Imtiyaz Wani, Director Finance in Jammu and Kashmir government, said that he was taking his father's body to his home in Srinagar from Jammu when the ambulance was forced to stop until the convoys carrying Amarnath pilgrims completed their movement on the highway. The police claimed it is a "misrepresentation of facts".
The administration has placed a daily five-hour restriction on locals travelling on the arterial highway between Jammu and Srinagar, for 46 days till August 15 when the pilgrimage ends.
Mr Wani took to social media to complain. "All civil rights are subordinate to Amarnath Yatra while moving from Jammu to Srinagar. I am not being allowed to carry forward my father's dead body. What hell the life of a common Kashmiri is. Inspector Rakesh of J&K Police on yatra duty categorically said the body shall not be allowed," he wrote on Facebook.
Mr Wani's father died in Delhi.
The police said the ambulance was stopped as it tried to overtake the convoy.
"The ambulance was trying to overtake the Yatra convoy which was not allowed by the convoy commander. The person in ambulance claimed that the vehicle is carrying dead body of his father but the (security) officer could not verify the facts in the moving convoy. Thus, the vehicle was not allowed to overtake it," a police spokesperson said.

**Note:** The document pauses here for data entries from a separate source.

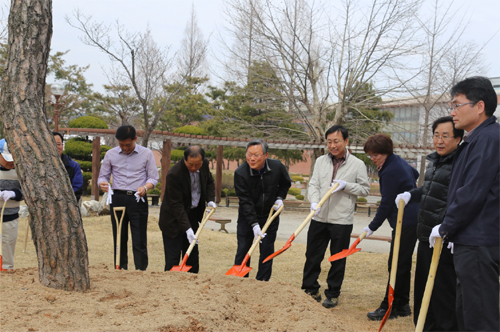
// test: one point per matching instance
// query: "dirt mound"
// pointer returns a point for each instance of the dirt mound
(160, 301)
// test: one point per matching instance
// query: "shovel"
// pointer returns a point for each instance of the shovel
(429, 285)
(1, 231)
(183, 267)
(352, 249)
(288, 243)
(395, 257)
(242, 270)
(118, 233)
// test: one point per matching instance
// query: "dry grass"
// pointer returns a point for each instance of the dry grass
(362, 291)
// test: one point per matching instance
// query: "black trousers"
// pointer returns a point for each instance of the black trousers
(318, 237)
(136, 214)
(441, 315)
(245, 237)
(403, 274)
(175, 248)
(477, 271)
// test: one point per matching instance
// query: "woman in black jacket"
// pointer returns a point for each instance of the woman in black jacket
(432, 197)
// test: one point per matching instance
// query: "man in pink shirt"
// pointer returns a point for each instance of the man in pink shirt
(134, 172)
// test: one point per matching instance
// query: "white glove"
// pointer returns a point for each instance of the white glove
(210, 205)
(341, 185)
(313, 207)
(406, 196)
(368, 230)
(138, 198)
(434, 235)
(109, 200)
(450, 246)
(258, 232)
(190, 235)
(277, 204)
(7, 194)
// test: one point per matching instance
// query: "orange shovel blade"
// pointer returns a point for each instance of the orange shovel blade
(240, 270)
(287, 245)
(388, 312)
(183, 267)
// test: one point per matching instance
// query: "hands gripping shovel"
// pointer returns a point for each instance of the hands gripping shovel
(395, 257)
(429, 285)
(183, 267)
(243, 269)
(288, 243)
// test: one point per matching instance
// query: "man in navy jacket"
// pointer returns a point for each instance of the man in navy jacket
(473, 214)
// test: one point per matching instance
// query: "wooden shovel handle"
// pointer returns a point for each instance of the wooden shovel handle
(200, 228)
(436, 254)
(264, 229)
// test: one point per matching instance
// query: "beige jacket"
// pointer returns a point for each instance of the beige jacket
(339, 208)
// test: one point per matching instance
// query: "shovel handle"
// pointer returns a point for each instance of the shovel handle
(313, 212)
(198, 232)
(429, 285)
(264, 229)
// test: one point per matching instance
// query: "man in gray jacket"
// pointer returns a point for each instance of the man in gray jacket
(333, 222)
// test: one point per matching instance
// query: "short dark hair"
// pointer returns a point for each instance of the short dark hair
(379, 143)
(342, 129)
(125, 132)
(258, 141)
(444, 119)
(194, 151)
(475, 89)
(55, 133)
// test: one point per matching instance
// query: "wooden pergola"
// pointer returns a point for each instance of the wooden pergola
(169, 137)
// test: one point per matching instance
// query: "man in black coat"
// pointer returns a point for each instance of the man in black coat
(189, 186)
(432, 197)
(260, 184)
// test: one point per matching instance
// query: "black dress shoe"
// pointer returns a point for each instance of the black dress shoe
(404, 311)
(379, 314)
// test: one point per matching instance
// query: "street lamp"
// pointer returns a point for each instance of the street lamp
(57, 90)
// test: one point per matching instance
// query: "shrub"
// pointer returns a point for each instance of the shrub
(154, 191)
(191, 130)
(88, 122)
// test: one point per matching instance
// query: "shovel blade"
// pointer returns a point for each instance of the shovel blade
(239, 270)
(343, 254)
(181, 268)
(388, 312)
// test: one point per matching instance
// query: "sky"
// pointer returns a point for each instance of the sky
(167, 20)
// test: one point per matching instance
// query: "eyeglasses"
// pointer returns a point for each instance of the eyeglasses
(455, 106)
(249, 155)
(444, 137)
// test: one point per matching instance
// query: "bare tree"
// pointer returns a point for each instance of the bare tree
(445, 58)
(140, 63)
(324, 56)
(56, 223)
(193, 54)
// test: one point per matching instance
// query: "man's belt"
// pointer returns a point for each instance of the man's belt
(124, 192)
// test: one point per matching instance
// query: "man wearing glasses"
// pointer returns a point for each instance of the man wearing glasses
(260, 184)
(432, 197)
(473, 207)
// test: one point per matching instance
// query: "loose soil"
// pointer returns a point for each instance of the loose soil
(177, 301)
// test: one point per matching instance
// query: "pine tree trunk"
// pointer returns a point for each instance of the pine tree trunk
(56, 223)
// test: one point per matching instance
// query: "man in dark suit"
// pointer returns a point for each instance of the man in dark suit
(188, 186)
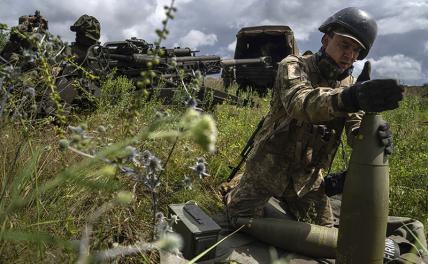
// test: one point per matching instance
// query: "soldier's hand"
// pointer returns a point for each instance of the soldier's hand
(372, 96)
(365, 73)
(384, 134)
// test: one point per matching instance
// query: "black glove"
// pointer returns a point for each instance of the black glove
(372, 96)
(365, 73)
(384, 134)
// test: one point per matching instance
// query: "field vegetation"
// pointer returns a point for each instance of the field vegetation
(95, 185)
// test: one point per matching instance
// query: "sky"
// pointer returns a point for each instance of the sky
(400, 50)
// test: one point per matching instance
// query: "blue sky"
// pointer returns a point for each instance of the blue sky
(400, 50)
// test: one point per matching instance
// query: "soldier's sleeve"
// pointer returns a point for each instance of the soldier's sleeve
(300, 99)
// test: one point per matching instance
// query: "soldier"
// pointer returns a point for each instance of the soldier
(87, 30)
(314, 98)
(76, 85)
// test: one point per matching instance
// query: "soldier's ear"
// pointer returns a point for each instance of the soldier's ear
(324, 41)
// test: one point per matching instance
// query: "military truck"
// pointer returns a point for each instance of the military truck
(275, 41)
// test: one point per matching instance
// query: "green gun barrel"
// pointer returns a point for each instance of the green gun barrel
(299, 237)
(364, 212)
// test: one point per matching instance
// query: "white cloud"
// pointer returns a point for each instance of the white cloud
(231, 47)
(196, 38)
(397, 66)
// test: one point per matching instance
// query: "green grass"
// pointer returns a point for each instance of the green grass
(58, 190)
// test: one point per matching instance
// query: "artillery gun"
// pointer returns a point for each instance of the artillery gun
(173, 67)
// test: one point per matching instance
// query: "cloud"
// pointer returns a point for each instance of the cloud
(215, 23)
(397, 66)
(401, 16)
(196, 38)
(231, 47)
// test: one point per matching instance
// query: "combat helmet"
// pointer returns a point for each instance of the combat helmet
(87, 29)
(355, 22)
(34, 22)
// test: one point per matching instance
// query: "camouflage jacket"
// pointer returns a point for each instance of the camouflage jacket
(305, 122)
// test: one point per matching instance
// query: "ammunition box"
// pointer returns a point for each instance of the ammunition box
(198, 230)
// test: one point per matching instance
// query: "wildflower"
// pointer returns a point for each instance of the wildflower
(63, 144)
(30, 91)
(200, 169)
(171, 242)
(155, 164)
(124, 197)
(146, 156)
(187, 183)
(204, 133)
(101, 129)
(133, 155)
(77, 130)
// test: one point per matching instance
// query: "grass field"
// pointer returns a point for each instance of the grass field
(48, 195)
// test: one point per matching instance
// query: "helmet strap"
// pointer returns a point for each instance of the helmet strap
(329, 68)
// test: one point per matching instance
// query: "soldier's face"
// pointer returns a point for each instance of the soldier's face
(344, 51)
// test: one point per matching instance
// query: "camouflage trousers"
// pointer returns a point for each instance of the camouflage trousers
(268, 175)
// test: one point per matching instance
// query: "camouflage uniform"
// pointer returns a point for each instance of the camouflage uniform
(19, 36)
(74, 87)
(297, 142)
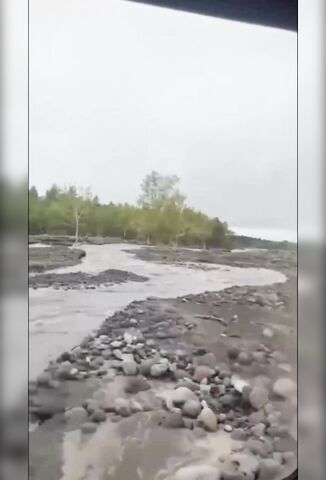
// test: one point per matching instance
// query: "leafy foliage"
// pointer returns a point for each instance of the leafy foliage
(161, 215)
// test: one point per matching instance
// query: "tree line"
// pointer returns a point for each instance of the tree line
(161, 216)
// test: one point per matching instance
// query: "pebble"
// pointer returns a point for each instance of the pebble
(76, 415)
(258, 397)
(129, 367)
(269, 469)
(202, 372)
(122, 407)
(258, 430)
(191, 408)
(257, 417)
(173, 420)
(268, 333)
(98, 416)
(106, 354)
(239, 466)
(228, 428)
(136, 384)
(181, 395)
(43, 379)
(181, 374)
(239, 434)
(233, 353)
(244, 358)
(145, 366)
(91, 405)
(88, 427)
(258, 447)
(227, 400)
(207, 419)
(159, 369)
(117, 354)
(207, 360)
(198, 472)
(135, 407)
(284, 387)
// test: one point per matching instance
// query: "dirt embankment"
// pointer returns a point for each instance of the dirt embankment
(78, 280)
(51, 257)
(162, 380)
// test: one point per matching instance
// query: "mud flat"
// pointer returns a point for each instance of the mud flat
(199, 386)
(78, 280)
(42, 258)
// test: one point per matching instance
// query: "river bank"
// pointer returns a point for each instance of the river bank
(108, 385)
(44, 257)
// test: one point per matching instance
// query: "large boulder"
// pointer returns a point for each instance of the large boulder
(207, 419)
(258, 397)
(198, 472)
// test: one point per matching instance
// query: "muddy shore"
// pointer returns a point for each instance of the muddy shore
(114, 393)
(52, 257)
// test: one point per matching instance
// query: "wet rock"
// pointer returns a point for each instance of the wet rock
(98, 416)
(284, 387)
(289, 458)
(207, 419)
(136, 384)
(44, 379)
(257, 417)
(145, 366)
(76, 416)
(180, 374)
(187, 382)
(116, 353)
(238, 383)
(244, 358)
(122, 407)
(191, 408)
(181, 395)
(91, 405)
(233, 353)
(208, 360)
(66, 356)
(258, 397)
(202, 372)
(258, 430)
(197, 472)
(259, 357)
(227, 400)
(239, 434)
(269, 469)
(88, 427)
(238, 466)
(159, 369)
(129, 367)
(173, 420)
(268, 333)
(258, 447)
(135, 407)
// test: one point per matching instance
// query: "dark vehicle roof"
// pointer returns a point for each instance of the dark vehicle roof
(273, 13)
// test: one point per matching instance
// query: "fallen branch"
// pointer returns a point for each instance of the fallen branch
(212, 317)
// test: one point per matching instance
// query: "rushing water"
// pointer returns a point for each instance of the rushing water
(60, 319)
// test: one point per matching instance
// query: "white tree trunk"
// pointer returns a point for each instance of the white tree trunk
(77, 229)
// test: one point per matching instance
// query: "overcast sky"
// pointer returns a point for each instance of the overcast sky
(118, 89)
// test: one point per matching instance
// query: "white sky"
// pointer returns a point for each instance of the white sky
(118, 89)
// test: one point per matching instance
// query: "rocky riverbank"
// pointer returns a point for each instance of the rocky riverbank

He added that the ambulance was allowed to proceed after the officer "ascertained facts".
Over two lakh pilgrims have performed the Amarnath Yatra since the annual pilgrimage to the Himalayan cave shrine started on July 1. Officials say this is the highest number to visit the Himalayan cave shrine during the first forthright in the last four years.
This yatra will conclude on August 15 coinciding with the Shravan Purnima festival.